Kyle Whittingham explains what went wrong for Utah in loss to Oregon
Kyle Whittingham said Saturday’s 35-6 loss to Oregon at home was as thorough a beating as his Utes have received in years.
Whittingham called the Ducks a complete football team and gave all the credit to Dan Lanning and his group.
“Size, quickness, athleticism, depth, all sides of the ball. They took it to us,” Whittingham said. “The two emphases were to win the line of scrimmage and to win the turnover battle and we didn’t do either of those.”
Utah was outgained on a per-play basis 6.7 yards to 3.7 yards. They lost the turnover battle. They went 5-for-15 on third downs. They managed just 12 yards of offense on 10 plays in a third quarter that saw Oregon really blow the game open.

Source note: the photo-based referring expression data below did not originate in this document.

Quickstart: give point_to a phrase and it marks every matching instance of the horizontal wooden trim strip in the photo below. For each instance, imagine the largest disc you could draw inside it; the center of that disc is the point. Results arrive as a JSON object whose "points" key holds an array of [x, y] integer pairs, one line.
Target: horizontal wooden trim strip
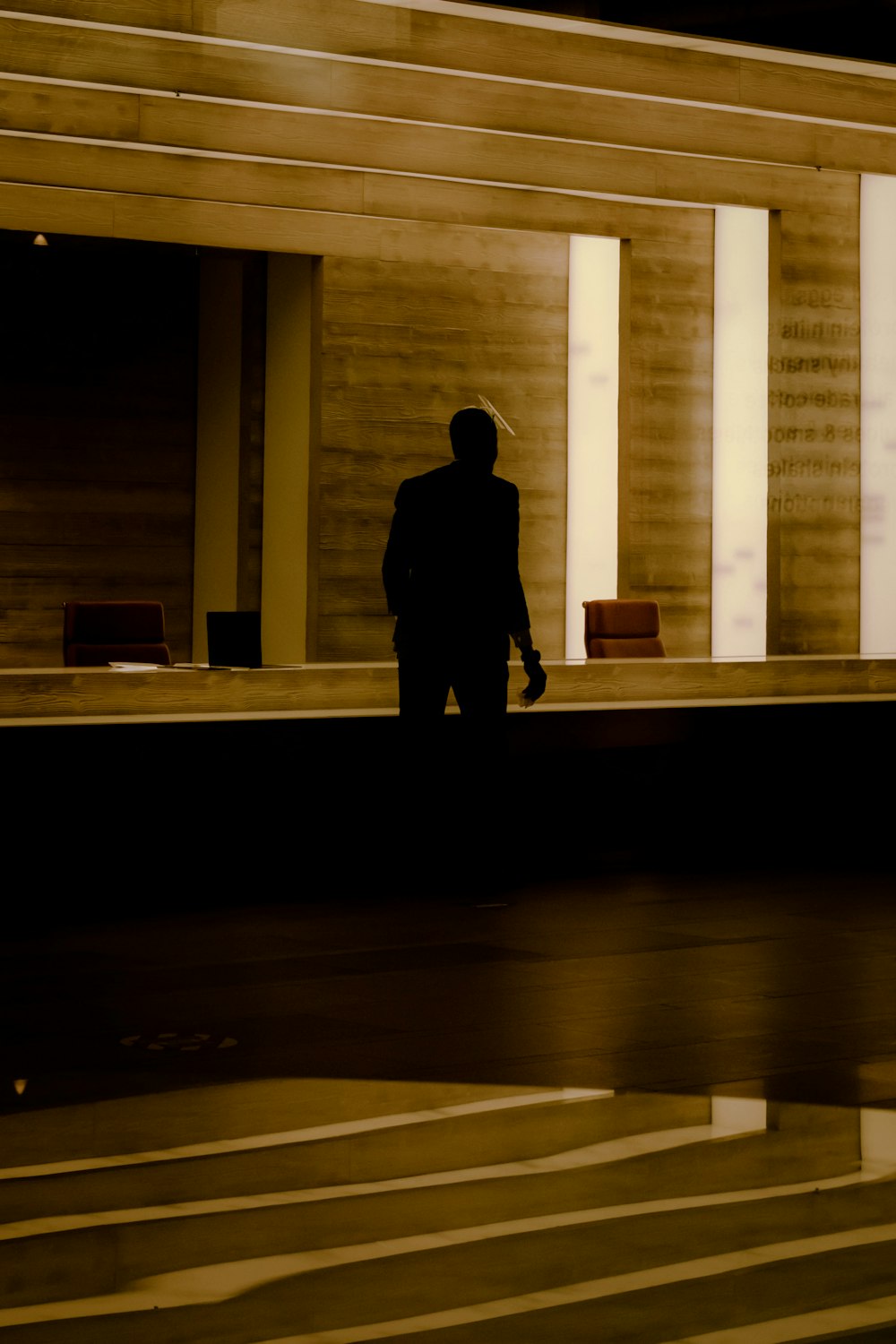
{"points": [[651, 177], [546, 50], [72, 694], [126, 62]]}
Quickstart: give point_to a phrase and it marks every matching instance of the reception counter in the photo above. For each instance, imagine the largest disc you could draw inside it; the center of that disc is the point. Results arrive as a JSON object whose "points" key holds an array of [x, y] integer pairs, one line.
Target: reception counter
{"points": [[288, 782], [67, 695]]}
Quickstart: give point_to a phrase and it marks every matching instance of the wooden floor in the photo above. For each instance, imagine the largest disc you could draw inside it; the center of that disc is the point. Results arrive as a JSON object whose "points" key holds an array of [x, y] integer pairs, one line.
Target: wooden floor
{"points": [[642, 1105]]}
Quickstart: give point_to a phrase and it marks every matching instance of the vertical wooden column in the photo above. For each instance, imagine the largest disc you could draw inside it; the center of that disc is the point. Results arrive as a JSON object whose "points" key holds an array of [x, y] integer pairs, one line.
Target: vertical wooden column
{"points": [[667, 531], [624, 505], [292, 339], [814, 483], [772, 537]]}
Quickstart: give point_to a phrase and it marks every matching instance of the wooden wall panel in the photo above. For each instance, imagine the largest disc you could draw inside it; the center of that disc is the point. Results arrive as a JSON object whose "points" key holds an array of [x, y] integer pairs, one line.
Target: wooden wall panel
{"points": [[665, 531], [814, 453], [406, 346], [97, 437], [474, 142]]}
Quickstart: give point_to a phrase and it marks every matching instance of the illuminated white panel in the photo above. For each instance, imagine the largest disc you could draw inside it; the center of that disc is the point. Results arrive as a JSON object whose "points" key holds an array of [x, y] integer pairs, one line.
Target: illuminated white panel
{"points": [[592, 429], [740, 433], [877, 277]]}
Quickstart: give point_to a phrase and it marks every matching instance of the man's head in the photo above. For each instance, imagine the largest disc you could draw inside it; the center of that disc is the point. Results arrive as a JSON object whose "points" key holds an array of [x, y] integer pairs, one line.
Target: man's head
{"points": [[474, 437]]}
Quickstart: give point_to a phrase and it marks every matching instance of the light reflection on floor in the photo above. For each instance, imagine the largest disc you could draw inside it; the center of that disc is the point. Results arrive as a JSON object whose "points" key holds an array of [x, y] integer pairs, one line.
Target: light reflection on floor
{"points": [[347, 1210]]}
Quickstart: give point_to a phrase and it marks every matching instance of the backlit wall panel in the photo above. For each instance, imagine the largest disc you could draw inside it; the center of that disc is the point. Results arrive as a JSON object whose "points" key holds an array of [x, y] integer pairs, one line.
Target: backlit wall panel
{"points": [[592, 429], [877, 271], [740, 433]]}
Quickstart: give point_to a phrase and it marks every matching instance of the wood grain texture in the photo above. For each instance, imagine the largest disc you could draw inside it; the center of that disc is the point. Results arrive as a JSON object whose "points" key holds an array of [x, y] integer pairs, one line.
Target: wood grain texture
{"points": [[665, 532], [258, 75], [62, 694], [463, 148], [814, 456]]}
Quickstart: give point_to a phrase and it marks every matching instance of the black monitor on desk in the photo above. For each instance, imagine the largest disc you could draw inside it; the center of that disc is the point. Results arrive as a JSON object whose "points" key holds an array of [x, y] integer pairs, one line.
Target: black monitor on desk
{"points": [[234, 639]]}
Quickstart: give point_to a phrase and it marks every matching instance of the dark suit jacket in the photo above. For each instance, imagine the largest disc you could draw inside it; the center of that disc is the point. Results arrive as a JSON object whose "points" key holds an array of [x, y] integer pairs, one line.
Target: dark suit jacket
{"points": [[452, 562]]}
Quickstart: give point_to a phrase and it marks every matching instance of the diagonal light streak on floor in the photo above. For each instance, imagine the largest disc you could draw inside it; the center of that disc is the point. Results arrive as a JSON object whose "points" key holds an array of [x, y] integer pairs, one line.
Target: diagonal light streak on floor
{"points": [[203, 1284], [314, 1133]]}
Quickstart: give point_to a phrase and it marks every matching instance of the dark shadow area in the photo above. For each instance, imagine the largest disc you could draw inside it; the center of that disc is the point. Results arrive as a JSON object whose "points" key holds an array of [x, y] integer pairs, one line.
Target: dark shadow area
{"points": [[139, 817], [861, 31]]}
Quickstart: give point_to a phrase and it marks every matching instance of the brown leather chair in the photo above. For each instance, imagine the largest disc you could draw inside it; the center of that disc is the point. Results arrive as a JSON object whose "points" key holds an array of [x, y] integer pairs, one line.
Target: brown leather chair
{"points": [[96, 633], [622, 628]]}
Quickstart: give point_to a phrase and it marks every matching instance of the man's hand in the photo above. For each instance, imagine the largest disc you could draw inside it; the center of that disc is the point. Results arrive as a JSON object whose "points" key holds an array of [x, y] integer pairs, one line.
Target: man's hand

It was about the line of scrimmage. Oregon, Whittingham said, was the more physical team.
“We very rarely get out-physicaled but today we got out-physicaled,” Whittingham said. “If I had to say what was the single biggest problem in the entire game, that was it.”
Utah didn’t run the ball well, but it also saw Ja’Quinden Jackson hobble off. Injuries continue to play an outsized role on the year Utah is having, but Whittingham didn’t want to use that as an excuse.
“Nobody cares if you’re injured. I never want to play that card,” he said. “Whatever guys you’ve got, you have to figure it out and make the most with what you’ve got around.”
Whittingham was pretty intentional about keeping the attention on what Oregon did and what Utah failed to stop.
“I don’t want to diminish what they did today at all because the score wasn’t indicative — the game was a mismatch,” Whittingham said. “It was worse than what the score indicated.”
Now, with four games remaining — one of them against Washington — and a Pac-12 title game spot outside of their control, Whittingham wants to see a response.
“Good teams respond and we will respond,” Whittingham said. “Sometimes you get knocked down on your butt in life and you have to pick yourself up and come back, and regroup, and just figure things out and get things going the next week. That’s where we’re at right now.
“We’ve got a lot of football left. We have to regroup, pick ourselves up, and get back on track.”